# Feature Preprocessing and Engineering

## Numerical Features

1. Scaling and Rank for numeric features

    a. Tree-based models doesn't depend on them (GBDT, XgBoost, LightGBM)
    
    b. Non-tree based models hugely depends on them. (Linear, kNN, Neural Nets)
    
    
2. Most often used preprocessing methods

    a. `MinMaxScalar`, after scaling value range between [0, 1]. This method saves value distribution
    
    b. `StandardScalar`, normalizes distribution with mean = 0, and std = 1
    
    c. `Rank`, set spaces between sorted values to be equal.
        
        Example:
        before scaling [0, 10, 18]
        after scaling [0, 1, 2]
        
    d. np.log(1+x) and np.sqrt(1+x)
        
        np.log() used to distinguish values near 0
        np.sqrt() to reduce magnitude
        
    e. Clip outliers
        
        Example:
        np.clip(1, 99), only saves values between 1 and 99 percentile
        
3. Feature generation is powered by:
        a. Prior knowledge
        b. Exploratory Data Analysis (EDA)

## Categorical Features

1. Values in `ordinal` features are sorted in some meaningful order


2. `Label encoding` maps categorical values to numerical. Mostly used in tree based models
    
        Example:
        |city|     |city_label_encoded|
        |Boston|   |0|
        |Boston|   |0|
        |NYC|      |1|
        |Chicago|  |2|
        |Boston|   |0|
        |NYC|      |1|
        |NYC|      |1|

3. `Frequency encoding` maps categorical to their frequencies. Mostly used in tree based models


4. `One hot encoding` creates new column for every unique row in categorical feature.
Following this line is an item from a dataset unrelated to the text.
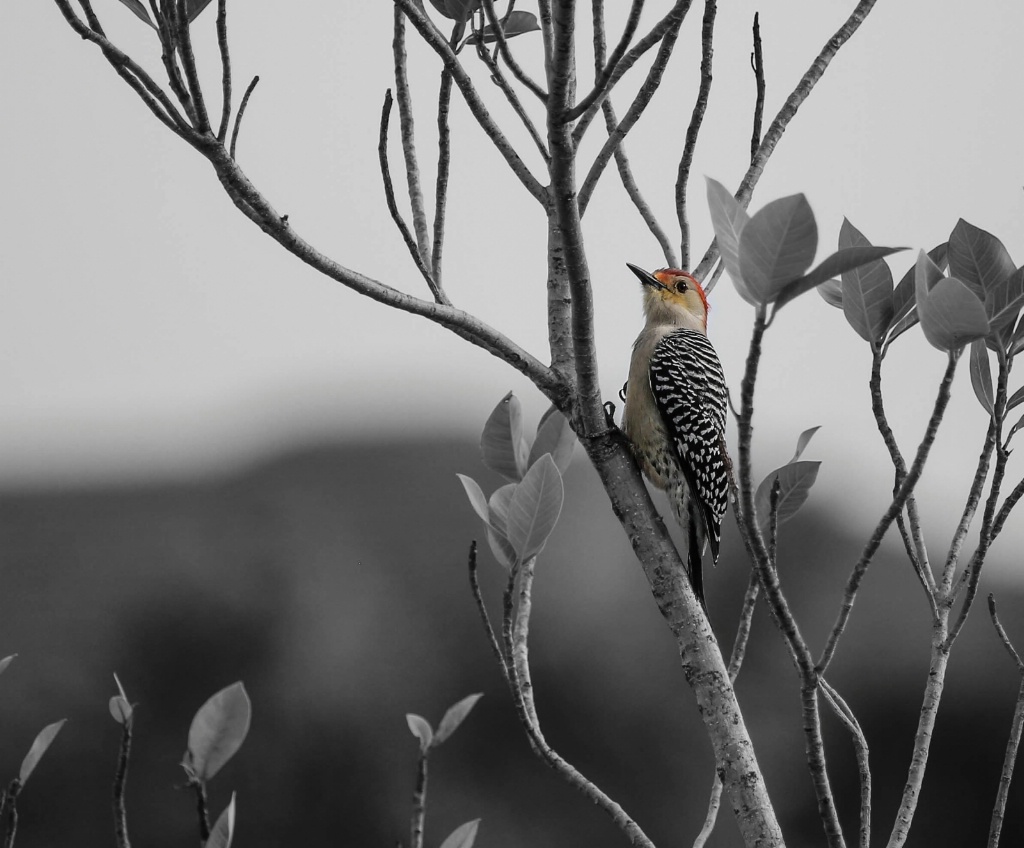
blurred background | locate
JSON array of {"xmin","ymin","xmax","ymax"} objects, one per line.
[{"xmin": 2, "ymin": 1, "xmax": 1024, "ymax": 846}]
Mostly used in non-tree based models (Linear, kNN, Neural Nets)


5. Interaction of categorical features can help linear models and kNN. Simply speaking add two categorical columns and one-hot encode it.

## Datetime and Coordinates

1. Datetime

    a. `Periodicity` (day, week, year)
    
    b. `Time since row dependent/independent event`. 
        
        Example:
        time since last purchase can be very usefull feature.
    
    c. `Difference between dates`. 
        
        Example: 
        date of cancel - date of buy can be very usefull
        
2. Coordinates

    a. Distance between interesting places and train/test data.
    
        Example:
        If we predict house price, houses closer to shopping malls, squares will be more expensive. 
    
    b. Centers of clusters
        
        Example:
        Places can form clusters and we can compute distances between clusters, and it might be usefull feature.
    
    c. Aggregated statistics
        
        Example:
        Average price in neighborhood